After step 330 of FIG. 5, the subdocument score list contains a number of subdocument entries that are not sorted relative to their scores. At this point, the process of step 50 sorts the subdocuments by their score. This sort operation is a modified heap sort on the subdocument score list. A heap sort process is a process in which a heap is first created and then the documents with the highest scores are selected off the top of the heap to make the final sort order. FIG. 6 illustrates a general algorithm for a heap sort process. This process is initialized by setting l=(N/2)+1 and r=N, where N is the number of subdocuments in the subdocument score list. Then, the process of FIG. 6 is operated until l=1 or r<N. This process places the N subdocument scores in a heap form. The N subdocument scores are in heap form when the root (highest or lowest score magnitude on the subdocument score list represented by vector a(N)) is stored at a(1), the children of a[i] are a[2i] and a[2i+1] and the magnitude of a[i/2]>a[i] for 1<i/2<i<N. When the subdocument score list is in a heap form, a=max (a[i]) for 1<i<N. That is, the highest subdocument score is in the first position (a) of the heap.
Since subdocuments are ranked by score to quickly select the most relevant subdocuments and since the most relevant subdocument is at the top of the heap, the process of step 50 (of FIG. 2) merely selects this subdocument for further processing by the computer 220. In step 60 of FIG. 2, the computer 220 then displays the document text associated with this highest ranked subdocument. The computer 220 can also display the text of the entire document associated with this subdocument.
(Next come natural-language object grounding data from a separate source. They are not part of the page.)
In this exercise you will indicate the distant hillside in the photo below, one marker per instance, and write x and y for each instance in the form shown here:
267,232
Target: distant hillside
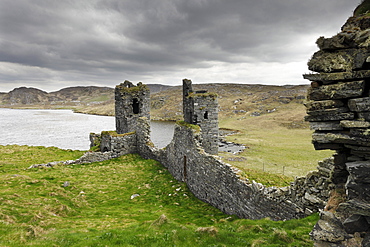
91,99
166,101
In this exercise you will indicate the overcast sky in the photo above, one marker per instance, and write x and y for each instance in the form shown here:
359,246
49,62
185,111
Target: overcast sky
61,43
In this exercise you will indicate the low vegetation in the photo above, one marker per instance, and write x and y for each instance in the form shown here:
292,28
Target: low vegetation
127,201
269,121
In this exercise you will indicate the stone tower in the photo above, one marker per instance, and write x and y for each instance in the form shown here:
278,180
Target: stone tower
132,102
201,108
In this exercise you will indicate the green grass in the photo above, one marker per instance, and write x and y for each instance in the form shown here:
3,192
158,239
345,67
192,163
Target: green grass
276,143
96,208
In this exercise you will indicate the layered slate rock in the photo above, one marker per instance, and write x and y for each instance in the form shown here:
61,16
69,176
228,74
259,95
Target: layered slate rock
339,113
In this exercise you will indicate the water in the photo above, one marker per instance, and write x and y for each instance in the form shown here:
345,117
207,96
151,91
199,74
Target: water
64,129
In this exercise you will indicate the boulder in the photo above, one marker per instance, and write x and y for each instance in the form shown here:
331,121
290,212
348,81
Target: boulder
355,223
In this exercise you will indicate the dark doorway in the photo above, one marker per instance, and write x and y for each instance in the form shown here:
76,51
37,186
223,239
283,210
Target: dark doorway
206,115
135,106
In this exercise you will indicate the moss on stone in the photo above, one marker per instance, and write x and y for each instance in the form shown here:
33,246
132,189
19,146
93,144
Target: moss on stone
362,9
113,133
140,87
187,125
205,95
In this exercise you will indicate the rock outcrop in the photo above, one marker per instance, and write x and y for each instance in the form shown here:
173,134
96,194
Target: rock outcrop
339,113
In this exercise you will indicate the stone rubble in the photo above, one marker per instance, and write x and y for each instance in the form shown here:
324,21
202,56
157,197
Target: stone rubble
339,113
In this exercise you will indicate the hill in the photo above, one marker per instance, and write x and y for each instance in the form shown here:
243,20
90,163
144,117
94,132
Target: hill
267,120
234,99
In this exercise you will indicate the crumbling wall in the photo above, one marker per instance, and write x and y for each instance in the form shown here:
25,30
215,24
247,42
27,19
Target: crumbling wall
201,108
132,102
339,113
188,158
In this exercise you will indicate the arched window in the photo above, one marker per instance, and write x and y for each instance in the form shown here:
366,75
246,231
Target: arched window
206,115
135,106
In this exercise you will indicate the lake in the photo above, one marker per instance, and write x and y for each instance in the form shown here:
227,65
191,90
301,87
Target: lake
64,129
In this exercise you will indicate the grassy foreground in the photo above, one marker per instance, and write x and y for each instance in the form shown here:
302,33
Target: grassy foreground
128,201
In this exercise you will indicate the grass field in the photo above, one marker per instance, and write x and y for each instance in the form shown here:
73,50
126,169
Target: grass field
95,205
278,143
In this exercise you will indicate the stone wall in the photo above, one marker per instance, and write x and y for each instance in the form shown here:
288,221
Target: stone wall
201,108
210,179
220,184
339,113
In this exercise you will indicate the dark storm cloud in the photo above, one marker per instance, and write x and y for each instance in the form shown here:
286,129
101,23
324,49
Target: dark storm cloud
102,41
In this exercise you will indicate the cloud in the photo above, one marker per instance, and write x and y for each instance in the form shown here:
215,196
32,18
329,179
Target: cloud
102,42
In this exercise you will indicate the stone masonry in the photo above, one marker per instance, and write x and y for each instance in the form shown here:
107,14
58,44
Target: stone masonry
339,113
210,179
201,108
132,102
189,160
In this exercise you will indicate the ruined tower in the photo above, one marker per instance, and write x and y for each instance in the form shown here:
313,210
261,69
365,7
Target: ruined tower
132,102
201,108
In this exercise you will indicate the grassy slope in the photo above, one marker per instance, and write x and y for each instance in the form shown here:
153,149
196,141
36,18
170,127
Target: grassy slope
96,209
278,142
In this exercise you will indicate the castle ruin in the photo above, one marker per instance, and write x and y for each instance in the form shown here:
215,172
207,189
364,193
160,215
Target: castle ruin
339,113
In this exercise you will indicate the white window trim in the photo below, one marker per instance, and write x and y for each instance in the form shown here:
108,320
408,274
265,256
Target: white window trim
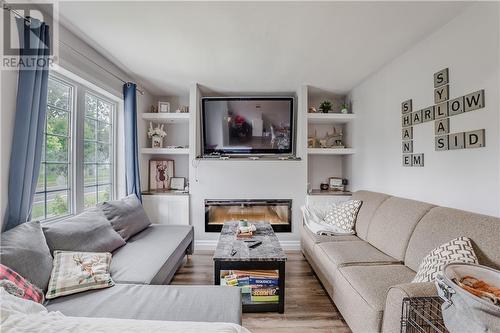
77,204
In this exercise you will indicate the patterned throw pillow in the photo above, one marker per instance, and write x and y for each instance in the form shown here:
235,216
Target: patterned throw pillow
74,272
18,286
458,250
342,216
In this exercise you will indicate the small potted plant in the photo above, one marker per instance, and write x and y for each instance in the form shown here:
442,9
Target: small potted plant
344,108
325,106
156,135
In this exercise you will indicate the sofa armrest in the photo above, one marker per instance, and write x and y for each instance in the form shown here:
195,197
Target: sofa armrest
394,302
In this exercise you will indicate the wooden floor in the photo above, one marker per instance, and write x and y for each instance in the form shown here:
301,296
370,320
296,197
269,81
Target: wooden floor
307,305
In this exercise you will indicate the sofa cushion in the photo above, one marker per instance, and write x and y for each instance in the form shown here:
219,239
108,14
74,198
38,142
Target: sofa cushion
177,303
360,293
370,203
309,239
151,256
127,216
395,220
75,272
89,231
18,286
443,224
458,250
352,253
24,250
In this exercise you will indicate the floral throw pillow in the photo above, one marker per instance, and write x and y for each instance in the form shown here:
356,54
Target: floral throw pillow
18,286
458,250
342,216
74,272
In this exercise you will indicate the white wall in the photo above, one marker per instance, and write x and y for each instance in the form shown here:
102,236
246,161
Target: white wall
246,179
466,179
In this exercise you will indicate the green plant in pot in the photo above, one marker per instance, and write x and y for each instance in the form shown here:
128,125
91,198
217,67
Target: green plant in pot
344,108
325,106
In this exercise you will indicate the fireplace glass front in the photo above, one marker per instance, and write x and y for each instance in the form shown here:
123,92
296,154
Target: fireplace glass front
278,212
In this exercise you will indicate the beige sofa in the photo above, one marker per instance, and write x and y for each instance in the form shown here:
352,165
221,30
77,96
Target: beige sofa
367,275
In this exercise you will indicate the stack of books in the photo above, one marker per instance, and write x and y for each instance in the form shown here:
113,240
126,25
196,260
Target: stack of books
261,285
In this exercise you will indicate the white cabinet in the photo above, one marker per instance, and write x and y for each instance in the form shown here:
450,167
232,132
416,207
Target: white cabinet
167,209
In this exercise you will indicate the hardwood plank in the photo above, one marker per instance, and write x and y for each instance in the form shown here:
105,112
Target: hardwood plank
308,309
While the computer 220 is displaying the text of the highest ranking subdocument, the computer 220 is also processing in the background (according to step 50 of FIG. 2) the remaining entries in the subdocument score list to reheapify them (i.e., reorganize them back into a heap form after the highest value subdocument has been removed). As a result, when the next highest order subdocument is sought by computer 220, it can be merely selected off the top of the heap and displayed. The remaining entries in the subdocument list would then be reheapified again.
According to the process illustrated in FIG. 2, once a user has selected a query (through highlighting text or otherwise), the computer system automatically connects the user to text portions of documents that are specifically related to the query. These text portions are retrieved from databases that do not have any particular structure or coded links in them. Additionally, these links are provided in spite of the fact that the set of returned documents may have been generated by different search techniques from different sources. Moreover, since the returned documents are automatically displayed, the user avoids the necessity of reorganizing the returned documents which may have been retrieved based on a variety of database search techniques.
While the invention has been particularly described and illustrated with reference to a preferred embodiment, it will be understood by one of skill in the art that changes in the above description or illustrations may be made with respect to formal detail without departing from the spirit and scope of the invention.